I like Jesuits – my husband was educated by them. I like America Magazine, even though it sometimes irks me when it seems to me to be dancing upon a thin wire of near-dissent.
But this story is trying very hard to suggest that the editor of America Magazine, Rev. Reese, is being forced out of his job by the new pope. They can’t quite pull it off, as they are bound to report that the impetus for his resignation has less to do with Rome and more to do with the fact that Bishops right here in America had expressed concerns about the content of the journal. And they are also bound to mention that Reese left Rome, after the election of the new pope, “with the idea that he would be resigning…”
If the bishops are complaining, and the old pope is ailing, you can bide your time. If the bishops are complaining and a new pope – one who expresses a distrust of relativism – is elected, well…yes…then it is time to move on.
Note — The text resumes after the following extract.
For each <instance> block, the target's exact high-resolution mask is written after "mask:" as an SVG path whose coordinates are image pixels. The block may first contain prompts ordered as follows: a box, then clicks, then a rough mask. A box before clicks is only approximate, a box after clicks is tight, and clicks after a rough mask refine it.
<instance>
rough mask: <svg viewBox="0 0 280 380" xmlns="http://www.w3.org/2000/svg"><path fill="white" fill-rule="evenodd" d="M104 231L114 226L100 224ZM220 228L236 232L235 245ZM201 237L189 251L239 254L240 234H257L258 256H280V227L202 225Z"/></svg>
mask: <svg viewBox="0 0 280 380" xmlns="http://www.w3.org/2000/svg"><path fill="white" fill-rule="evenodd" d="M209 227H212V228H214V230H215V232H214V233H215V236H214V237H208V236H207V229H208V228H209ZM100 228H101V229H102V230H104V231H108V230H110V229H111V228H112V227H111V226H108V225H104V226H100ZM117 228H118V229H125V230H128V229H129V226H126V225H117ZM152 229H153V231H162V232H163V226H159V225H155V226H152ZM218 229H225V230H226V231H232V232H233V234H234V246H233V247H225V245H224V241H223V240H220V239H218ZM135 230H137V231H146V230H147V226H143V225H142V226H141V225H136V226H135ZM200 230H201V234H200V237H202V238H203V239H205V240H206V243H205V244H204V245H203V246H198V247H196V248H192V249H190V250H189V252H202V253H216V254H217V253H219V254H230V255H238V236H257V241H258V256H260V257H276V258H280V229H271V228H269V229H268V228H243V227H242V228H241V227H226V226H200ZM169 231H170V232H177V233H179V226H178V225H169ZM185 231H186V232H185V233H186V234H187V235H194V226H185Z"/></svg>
That’s just practical, real life. It’s not an evil scheme; no one is being silenced.
But expect to see the press having a field day with this and carrying on that Benedict XVI is starting a new Inquisition, oppressing and stifling free speech,yadda, yadda, yadda. This article clumsily, and repetitiously reports that Reese’s magazine “discussed both sides of an issue…” And suggests that the problem arises from the Catholic Church’s unwillingness to allow such discussion.
How about this: A magazine purporting to represent the Church and its issues and views has an obligation – even when “reporting both sides” of a story, to at least appear to not be encouraging dissent.
Commonweal magazine manages to do it. Perhaps under a new editor, America Magazine will be able to do it, too.
Amy Welborn has an excellent roundup of this coverage, which will be worth watching.